But he puts little emphasis on the fact that the original study had n=69 and p=.01 or something (judging from the confidence intervals):

Given publication bias and methodological degrees of freedom, and this is very poor evidence indeed. It requires no elaborate explanation of scoring of tests.

Haier does not cover the general history of attempts to increase intelligence, and this is a mistake because those don’t read history make the same mistakes over and over again. History supplies ample evidence that can inform our prior. I can’t think of any particular reason not to briefly cover this history given that Spitz wrote a pretty good book on the topic.

WM/brain training is just the latest fad in a long series of cheap tricks to improve intelligence or other test performance. The pattern is:

  1. Small study, usually with marginal effects by NHST standards (p close to .05)
  2. Widespread media and political attention
  3. Follow-up/replication research takes 1-3 decades and is always negative.
  4. The results from (3) are usually ignored, and the fad continues until it slowly dies because researchers get bored of it, and switch to the next fad. Sometimes this dying can take a very long time.
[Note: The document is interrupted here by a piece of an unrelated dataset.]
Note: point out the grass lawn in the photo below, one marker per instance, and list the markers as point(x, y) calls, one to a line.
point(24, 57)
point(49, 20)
[See also: Hsu’s more general pattern.]

Some immediate examples I can think of:

  • Early interventions for low intelligence children: endless variations. Proponents always cite early, tiny studies (these are: Perry Preschool Project (1962), The Abecedarian Project (1972), The Milwaukee Project (1960s)), and neglect large negative replications (e.g. Head Start Impact Study).
  • Interventions targeted at autistic, otherwise damaged and the regular dull children. History of full of charlatans pandering miracle treatments to sad parents (see Spitz’ review).
  • Pygmalion/self-fulfilling prophecy effects. Usually people only mention a single study from 1968. Seeing the pattern here?
  • Stereotype threat. Actually this is not even a boosting effect, but is widely understood in that way. This one is still in stage.
  • Mozart effect.
  • Hard to read fonts.

I think readers would better appreciate the current studies if they knew the historical record – 0% success rate despite >80 years of trying with massive funding and political support. Haier does kind of get to this stage, but only after going over the papers and not as explicitly as I do above:

Speaking of independent replication, none of the three studies discussed so far (the Mozart Effect, n-back training, and computer training) included any replication attempt in the original reports. There are other interesting commonalities among these studies. Each claimed a finding that overturned long-standing findings from many previous studies. Each study was based on small samples. Each study measured putative cognitive gains with single test scores rather that extracting a latent factor like g from multiple measures. Each study’s primary author was a young investigator and the more senior authors had few previous publications that depended on psychometric assessment of intelligence. In retrospect, is it surprising that numerous subsequent studies by independent, experienced investigators failed to replicate the original claims? There is a certain eagerness about showing that intelligence is malleable and can be increased with relatively simple interventions. This eagerness requires researchers to be extra cautious. Peer-reviewed publication of extraordinary claims requires extraordinary evidence, which is not apparent in Figures 5.1, 5.3, and 5.4. In my view, basic requirements for publication of “landmark” findings would start with replication data included along with original findings. This would save many years of effort and expense trying to replicate provocative claims based on fundamentally flawed studies and weak results. It is a modest proposal, but probably unrealistic given academic pressures to publish and obtain grants.

Meta-analyses are a good tool to estimate the entire body of evidence, but they feed on published studies, and when published studies produce biased effect size estimates due to researcher degrees of freedom and publication bias (+ small samples), the meta-analyses will also tend to do this  too. One can adjust for the publication bias to some degree, but this works best when there’s a large body of research. One cannot adjust for researcher degrees of freedom. For a matter as important as increasing intelligence, there is only one truly convincing kind of evidence: large-scale, pre-registered trials with public data access. Preferably they should be announced in advance (see Registered Reports). This way it’s hard to just ‘forget’ to publish the results (common), swap outcomes (also common), and use creative statistics to get the precious p < .05 (probably common too).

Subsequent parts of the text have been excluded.